FERC approves PJM proposal to implement energy efficiency market restrictions

Source: By Robert Walton, Utility Dive • Posted: Tuesday, April 24, 2018

  • Federal regulators have approved PJM Interconnection’s process to implement any local restrictions on an energy efficiency resource participating in the wholesale market, while simultaneously rejecting challenges to a December order that exerted its authority over the market.
  • The grid operator will implement a “verification process” to ensure all efficiency resources are complying with any restrictions implemented by local regulators.
  • The Federal Energy Regulatory Commission also denied a rehearing of its December order, which barred states from blocking energy efficiency from competing in regional electricity markets.

FERC has final say over wholesale markets, but must balance that against local authority over retail sales of electricity. So in instances where a relevant electric retail regulatory authority (RERRA) is authorized by the
commission to restrict the sale of energy efficiency resources, regulators have now signed off on PJM’s proposal for how to implement those restrictions.

The commission also approved PJM’s proposal to deal with EERs that cleared in a prior capacity market auction but are later restricted from participation in PJM’s market. In that instance, the seller can either obtain replacement capacity for the ineligible efficiency or “be relieved of capacity commitments.”

In December, FERC  barred states from blocking energy efficiency from regional markets, despite approving a carveout for East Kentucky Power Cooperative.
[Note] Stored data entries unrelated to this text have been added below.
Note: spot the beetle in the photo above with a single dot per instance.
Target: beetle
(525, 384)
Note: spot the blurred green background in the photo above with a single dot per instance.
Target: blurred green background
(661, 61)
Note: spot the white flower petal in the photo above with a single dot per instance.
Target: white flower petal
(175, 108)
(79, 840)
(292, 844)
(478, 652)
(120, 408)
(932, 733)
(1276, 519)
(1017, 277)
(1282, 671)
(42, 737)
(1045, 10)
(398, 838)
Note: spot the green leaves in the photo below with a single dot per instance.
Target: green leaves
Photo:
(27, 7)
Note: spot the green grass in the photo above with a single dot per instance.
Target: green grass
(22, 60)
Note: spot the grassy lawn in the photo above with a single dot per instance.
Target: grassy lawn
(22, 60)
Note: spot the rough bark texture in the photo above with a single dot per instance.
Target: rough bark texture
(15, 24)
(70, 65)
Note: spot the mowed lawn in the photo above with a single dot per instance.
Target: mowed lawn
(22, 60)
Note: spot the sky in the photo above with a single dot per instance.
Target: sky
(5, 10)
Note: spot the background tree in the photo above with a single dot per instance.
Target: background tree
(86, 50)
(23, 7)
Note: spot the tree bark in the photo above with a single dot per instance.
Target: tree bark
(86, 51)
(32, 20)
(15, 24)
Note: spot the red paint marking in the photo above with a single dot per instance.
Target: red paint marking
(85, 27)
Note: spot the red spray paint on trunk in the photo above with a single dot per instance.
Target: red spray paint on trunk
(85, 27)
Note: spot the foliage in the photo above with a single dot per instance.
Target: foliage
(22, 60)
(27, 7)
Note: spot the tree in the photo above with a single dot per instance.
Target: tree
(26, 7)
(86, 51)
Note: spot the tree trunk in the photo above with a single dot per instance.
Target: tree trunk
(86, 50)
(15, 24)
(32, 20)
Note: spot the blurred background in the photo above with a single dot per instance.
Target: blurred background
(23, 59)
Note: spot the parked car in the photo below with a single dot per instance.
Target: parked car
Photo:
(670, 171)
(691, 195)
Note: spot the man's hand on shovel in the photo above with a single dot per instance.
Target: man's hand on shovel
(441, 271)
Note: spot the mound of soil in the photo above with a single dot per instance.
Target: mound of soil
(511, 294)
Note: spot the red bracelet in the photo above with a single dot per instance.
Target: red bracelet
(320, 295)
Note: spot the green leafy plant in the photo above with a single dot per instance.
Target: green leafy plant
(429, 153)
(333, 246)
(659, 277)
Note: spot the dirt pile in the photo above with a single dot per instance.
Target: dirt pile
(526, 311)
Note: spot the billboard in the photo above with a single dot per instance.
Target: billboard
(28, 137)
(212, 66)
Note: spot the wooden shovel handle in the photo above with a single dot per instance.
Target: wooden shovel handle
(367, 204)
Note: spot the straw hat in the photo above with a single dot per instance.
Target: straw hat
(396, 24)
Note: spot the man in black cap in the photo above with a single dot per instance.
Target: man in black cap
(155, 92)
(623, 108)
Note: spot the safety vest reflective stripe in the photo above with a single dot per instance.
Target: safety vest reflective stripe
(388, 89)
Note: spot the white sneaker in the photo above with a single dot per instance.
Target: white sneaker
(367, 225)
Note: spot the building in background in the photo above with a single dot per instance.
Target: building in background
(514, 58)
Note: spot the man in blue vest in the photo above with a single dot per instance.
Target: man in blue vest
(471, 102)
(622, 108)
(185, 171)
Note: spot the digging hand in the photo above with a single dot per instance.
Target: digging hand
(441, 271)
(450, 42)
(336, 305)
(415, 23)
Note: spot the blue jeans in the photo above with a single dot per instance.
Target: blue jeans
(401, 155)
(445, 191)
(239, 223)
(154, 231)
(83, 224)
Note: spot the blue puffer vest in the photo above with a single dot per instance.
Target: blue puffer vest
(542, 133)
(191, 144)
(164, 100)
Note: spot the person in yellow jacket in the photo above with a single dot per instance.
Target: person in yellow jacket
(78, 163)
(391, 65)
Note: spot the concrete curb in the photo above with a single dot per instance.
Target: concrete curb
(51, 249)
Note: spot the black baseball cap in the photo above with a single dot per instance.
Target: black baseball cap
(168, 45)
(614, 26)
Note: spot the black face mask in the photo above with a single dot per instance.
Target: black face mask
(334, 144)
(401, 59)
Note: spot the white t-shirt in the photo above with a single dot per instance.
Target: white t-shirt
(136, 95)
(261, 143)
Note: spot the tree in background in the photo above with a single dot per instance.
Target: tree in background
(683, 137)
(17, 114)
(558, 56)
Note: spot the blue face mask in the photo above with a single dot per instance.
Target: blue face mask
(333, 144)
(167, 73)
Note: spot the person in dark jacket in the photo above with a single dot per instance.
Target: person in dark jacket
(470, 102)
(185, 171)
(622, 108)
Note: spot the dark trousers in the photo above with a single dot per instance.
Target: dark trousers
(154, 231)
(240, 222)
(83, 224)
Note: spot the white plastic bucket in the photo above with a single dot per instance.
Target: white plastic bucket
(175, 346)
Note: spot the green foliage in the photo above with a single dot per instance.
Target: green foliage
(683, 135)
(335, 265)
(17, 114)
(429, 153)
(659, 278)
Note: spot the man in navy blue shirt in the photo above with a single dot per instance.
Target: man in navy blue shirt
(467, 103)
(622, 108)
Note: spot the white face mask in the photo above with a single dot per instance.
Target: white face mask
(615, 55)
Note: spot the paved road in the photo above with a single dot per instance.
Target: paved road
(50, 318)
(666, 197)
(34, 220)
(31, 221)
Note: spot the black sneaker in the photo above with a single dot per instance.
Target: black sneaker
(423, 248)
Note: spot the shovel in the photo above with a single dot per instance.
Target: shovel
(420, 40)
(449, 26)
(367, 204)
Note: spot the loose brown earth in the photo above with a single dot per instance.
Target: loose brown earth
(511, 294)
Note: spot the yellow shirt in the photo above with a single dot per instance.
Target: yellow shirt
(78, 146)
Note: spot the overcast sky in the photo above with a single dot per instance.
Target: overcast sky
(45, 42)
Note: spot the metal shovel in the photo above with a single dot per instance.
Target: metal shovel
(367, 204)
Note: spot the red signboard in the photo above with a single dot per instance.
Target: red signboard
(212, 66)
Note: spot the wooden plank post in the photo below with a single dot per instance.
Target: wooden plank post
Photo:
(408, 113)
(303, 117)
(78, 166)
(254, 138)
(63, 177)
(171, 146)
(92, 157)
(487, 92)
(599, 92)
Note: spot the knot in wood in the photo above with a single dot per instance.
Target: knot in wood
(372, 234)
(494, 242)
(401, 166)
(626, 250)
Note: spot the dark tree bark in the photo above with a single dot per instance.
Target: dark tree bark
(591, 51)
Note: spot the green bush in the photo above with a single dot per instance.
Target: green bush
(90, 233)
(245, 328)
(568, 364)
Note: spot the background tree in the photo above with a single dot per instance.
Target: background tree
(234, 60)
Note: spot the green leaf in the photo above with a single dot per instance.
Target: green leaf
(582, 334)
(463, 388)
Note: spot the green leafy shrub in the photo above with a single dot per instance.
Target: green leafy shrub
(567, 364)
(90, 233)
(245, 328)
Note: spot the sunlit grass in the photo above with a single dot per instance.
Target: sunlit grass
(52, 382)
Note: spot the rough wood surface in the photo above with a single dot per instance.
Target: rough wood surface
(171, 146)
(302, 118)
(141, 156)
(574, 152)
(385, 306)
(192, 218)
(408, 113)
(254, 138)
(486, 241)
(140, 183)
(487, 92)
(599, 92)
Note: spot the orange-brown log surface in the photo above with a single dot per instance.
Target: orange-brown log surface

The utility had asked the Kentucky Public Service Commission to restrict energy efficiency resources from the wholesale market because the utility was trying to reduce spending on demand-side management, as electricity consumption declined.

PJM’s rules mean there is now a process to ensure that EERs in the market comply with an RERRA restrictions, by posting a commission-authorized list of restrictions. But regulators also rejected calls to reconsider the December order.

“The Commission’s exclusive jurisdiction over the participation of demand response resources and EERs in the wholesale market does not preclude the Commission from taking into consideration states’ preferences and implementing or deferring to those preferences when the circumstances merit,” regulators wrote.